富山売薬のきっかけとなった丸剤で、中国宋(そう)代の医方書『儒門事親(じゅもんじしん)』のなかに記された「妙功十一丸」がその基本処方である。おもな成分は「木香(もっこう)」「大黄(だいおう)」「黄連(おうれん)」「熊胆(ゆうたん)」「麝香(じゃこう)」などであり、胃腸薬として賞用された。しかし、今日では処方内容のまったく異なるものが反魂丹(はんごんたん)として売られている。

[難波恒雄・御影雅幸]

六神丸

いわゆる「気つけ薬」で、「ろくしんがん」と読む。強心作用のある薬物として有名である。売薬化されたのは明治時代後期。成分としては「牛黄(ごおう)」「麝香」「蟾酥(せんそ)」などが主剤となっている。
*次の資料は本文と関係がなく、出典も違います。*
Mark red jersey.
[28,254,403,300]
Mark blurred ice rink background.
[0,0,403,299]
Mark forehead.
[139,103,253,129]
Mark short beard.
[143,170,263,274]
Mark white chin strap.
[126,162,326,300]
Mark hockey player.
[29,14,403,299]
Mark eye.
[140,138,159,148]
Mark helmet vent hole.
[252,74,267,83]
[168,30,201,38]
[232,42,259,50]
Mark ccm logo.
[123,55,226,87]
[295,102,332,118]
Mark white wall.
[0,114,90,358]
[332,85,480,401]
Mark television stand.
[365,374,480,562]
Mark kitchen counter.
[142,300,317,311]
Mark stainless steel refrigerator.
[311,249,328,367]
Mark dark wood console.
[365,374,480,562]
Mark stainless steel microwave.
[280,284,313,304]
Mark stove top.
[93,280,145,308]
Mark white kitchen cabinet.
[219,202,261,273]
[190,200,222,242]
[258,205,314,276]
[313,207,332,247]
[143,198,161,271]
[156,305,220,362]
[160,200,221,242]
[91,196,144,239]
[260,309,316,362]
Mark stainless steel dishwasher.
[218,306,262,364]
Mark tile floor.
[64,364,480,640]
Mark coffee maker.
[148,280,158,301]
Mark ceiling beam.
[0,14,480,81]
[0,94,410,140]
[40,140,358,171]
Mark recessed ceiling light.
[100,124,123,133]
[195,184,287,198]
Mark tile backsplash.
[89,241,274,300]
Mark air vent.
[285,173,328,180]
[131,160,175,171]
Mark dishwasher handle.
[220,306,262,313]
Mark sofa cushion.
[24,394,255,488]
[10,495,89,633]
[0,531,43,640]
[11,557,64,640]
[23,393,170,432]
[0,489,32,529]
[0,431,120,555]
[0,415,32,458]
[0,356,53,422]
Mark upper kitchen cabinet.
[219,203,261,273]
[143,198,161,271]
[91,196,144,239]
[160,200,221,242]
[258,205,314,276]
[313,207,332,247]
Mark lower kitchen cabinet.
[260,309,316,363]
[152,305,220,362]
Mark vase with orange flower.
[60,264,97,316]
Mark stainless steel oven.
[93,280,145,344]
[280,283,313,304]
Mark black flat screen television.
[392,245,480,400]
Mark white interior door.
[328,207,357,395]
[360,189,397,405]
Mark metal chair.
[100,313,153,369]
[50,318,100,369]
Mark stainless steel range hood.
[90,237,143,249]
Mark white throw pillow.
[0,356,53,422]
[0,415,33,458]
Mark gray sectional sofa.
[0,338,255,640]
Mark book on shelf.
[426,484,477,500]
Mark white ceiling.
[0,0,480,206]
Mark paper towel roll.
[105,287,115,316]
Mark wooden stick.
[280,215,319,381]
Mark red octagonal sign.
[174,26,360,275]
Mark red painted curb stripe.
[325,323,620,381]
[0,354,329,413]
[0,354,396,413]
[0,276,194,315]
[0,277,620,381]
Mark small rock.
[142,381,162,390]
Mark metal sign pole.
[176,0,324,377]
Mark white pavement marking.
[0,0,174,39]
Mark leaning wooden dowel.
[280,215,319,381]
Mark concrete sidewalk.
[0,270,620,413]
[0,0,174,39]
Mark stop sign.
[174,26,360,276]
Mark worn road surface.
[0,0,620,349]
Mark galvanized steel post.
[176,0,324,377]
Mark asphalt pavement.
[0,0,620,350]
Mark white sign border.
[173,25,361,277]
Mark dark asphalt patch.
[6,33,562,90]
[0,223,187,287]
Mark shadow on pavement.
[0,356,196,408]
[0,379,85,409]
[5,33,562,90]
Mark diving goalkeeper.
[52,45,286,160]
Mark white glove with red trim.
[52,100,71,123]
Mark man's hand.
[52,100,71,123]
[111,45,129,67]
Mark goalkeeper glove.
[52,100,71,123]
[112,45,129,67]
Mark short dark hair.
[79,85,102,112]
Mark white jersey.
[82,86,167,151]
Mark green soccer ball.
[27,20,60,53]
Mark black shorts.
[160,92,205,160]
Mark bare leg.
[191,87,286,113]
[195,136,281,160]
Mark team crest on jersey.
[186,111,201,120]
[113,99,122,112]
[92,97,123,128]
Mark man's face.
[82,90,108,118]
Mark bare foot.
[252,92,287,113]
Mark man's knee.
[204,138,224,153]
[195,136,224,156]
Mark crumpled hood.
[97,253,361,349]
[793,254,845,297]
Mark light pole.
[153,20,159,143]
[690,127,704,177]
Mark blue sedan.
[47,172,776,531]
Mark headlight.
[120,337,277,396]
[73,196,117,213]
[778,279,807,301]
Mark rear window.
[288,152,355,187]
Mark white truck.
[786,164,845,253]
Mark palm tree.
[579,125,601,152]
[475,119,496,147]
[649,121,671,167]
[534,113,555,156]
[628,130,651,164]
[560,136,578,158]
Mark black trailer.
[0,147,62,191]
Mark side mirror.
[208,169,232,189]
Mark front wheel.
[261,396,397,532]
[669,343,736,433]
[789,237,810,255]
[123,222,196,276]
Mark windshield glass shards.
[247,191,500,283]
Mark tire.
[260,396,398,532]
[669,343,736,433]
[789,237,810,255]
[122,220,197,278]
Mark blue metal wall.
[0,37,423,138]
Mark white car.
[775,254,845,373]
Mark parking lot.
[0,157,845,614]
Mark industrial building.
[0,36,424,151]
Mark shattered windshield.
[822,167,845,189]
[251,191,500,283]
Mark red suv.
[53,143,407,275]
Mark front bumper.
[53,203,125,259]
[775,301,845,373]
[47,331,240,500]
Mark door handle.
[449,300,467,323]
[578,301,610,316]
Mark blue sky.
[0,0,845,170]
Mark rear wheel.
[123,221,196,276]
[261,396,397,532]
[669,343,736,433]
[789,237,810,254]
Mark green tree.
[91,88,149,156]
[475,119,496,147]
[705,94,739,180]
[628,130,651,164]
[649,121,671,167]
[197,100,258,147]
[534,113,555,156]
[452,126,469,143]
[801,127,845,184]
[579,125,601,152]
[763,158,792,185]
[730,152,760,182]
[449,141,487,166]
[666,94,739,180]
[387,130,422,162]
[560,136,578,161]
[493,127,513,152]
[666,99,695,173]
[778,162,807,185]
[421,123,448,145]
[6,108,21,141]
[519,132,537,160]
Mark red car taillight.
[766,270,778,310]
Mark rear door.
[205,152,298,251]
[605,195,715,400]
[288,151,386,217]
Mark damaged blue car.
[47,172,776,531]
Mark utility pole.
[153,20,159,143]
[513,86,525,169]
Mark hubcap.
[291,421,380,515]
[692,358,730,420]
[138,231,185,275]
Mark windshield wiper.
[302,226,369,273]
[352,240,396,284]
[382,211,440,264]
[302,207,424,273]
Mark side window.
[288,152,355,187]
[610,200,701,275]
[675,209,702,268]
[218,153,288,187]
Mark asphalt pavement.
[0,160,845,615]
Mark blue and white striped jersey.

高貴な丸薬で、口中でかんだときに舌がしびれるのは蟾酥による。

[難波恒雄・御影雅幸]

熊胆丸

読みは「ゆうたんがん」。いわゆる「熊(くま)の胆(い)」とよばれるものである。クマ類の胆汁を乾燥して固形化したものが真の熊胆で、かつては小片を竹の皮に包んで配置された。熊胆は貴重品であったため、偽物も多く出回り、ブタをはじめとする他の哺乳(ほにゅう)動物の胆汁のほか、オウレンセンブリなど、苦味のある植物のエキスも混入された。なかには、すべてがこれらの代用によるというものもあった。近年でも豚胆(とんたん)で代用されることがある。